Fizemos a primeira edição da Xapuri lá mesmo, na Reserva, em uma noite. Optamos por centrar na pauta socioambiental. Nossa primeira capa foi sobre os povos indígenas isolados do Acre: ‘Isolados, Bravos, Livres: Um Brasil Indígena por Conhecer”. Depois de tudo pronto, Jaime inventou de fazer uma outra boneca, “porque toda revista tem que ter número zero”.

Dessa vez finquei pé, ficamos com a capa indígena. Voltei pra Brasília com a boneca praticamente pronta e com a missão de dar um jeito de imprimir. Nos dias seguintes, o Jaime veio pra Formosa, pra convencer minha irmã Lúcia a revisar a revista, “de grátis”. Com a primeira revista impressa, a próxima tarefa foi montar o Conselho Editorial.

Jaime fez questão de visitar, explicar o projeto e convidar pessoalmente cada conselheiro e cada conselheira (até a doença agravar, nos seus últimos meses de vida, nunca abriu mão dessa tarefa). Daqui rumamos pra Goiânia, para convidar o arqueólogo Altair Sales Barbosa, nosso primeiro conselheiro. “O mais sabido de nóis,” segundo o Jaime.

Trilhamos uma linda jornada. Em 80 meses, Jaime fez questão de decidir, mensalmente, o tema da capa e, quase sempre, escrever ele mesmo. Às vezes, ligava pra falar da ótima ideia que teve, às vezes sumia e, no dia certo, lá vinha o texto pronto, impecável.
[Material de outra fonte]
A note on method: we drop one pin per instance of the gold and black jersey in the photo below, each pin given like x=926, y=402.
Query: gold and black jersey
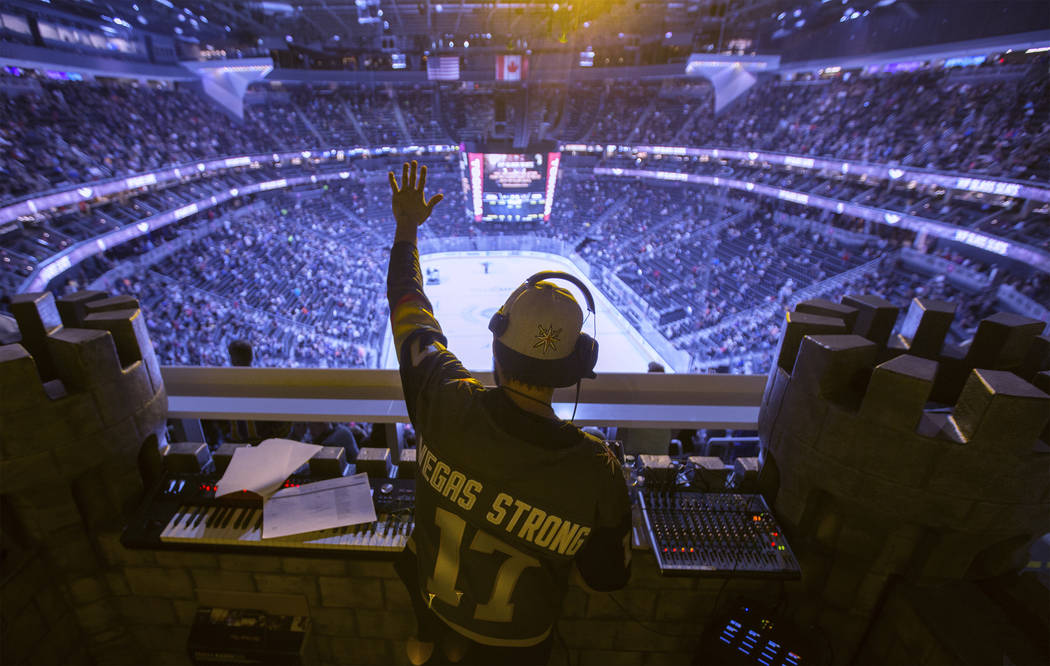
x=505, y=500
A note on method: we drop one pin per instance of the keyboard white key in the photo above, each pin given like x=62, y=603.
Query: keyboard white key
x=243, y=526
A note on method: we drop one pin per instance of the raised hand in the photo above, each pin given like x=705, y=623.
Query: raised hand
x=411, y=208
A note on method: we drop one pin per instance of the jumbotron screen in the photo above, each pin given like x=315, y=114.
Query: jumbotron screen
x=512, y=187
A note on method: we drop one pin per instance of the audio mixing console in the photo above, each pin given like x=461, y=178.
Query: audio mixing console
x=715, y=534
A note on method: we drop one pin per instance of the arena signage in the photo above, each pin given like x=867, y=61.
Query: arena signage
x=58, y=264
x=1000, y=187
x=84, y=191
x=1016, y=251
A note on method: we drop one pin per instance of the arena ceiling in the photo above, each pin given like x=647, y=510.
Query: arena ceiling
x=406, y=24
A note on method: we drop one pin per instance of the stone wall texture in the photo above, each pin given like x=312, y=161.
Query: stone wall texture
x=911, y=523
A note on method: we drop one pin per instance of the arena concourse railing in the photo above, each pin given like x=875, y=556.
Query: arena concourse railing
x=622, y=399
Na sexta-feira, 9 de julho, quando preparávamos a Xapuri 81, pela primeira vez em sete anos, ele me pediu para cuidar de tudo. Foi uma conversa triste, ele estava agoniado com os rumos da doença e com a tragédia que o Brasil enfrentava. Não falamos em morte, mas eu sabia que era o fim.

Hoje, cá estamos nós, sem as capas do Jaime, sem as pautas do Jaime, sem o linguajar do Jaime, sem o jaimês da Xapuri, mas na labuta, firmes na resistência. Mês sim, mês sim de novo, como você sonhava, Jaiminho, carcamos porva e, enfim, chegamos à nossa edição número 100. E, depois da Xapuri 100, como era desejo seu, a gente segue esperneando.

Fica tranquilo, camarada, que por aqui tá tudo direitim.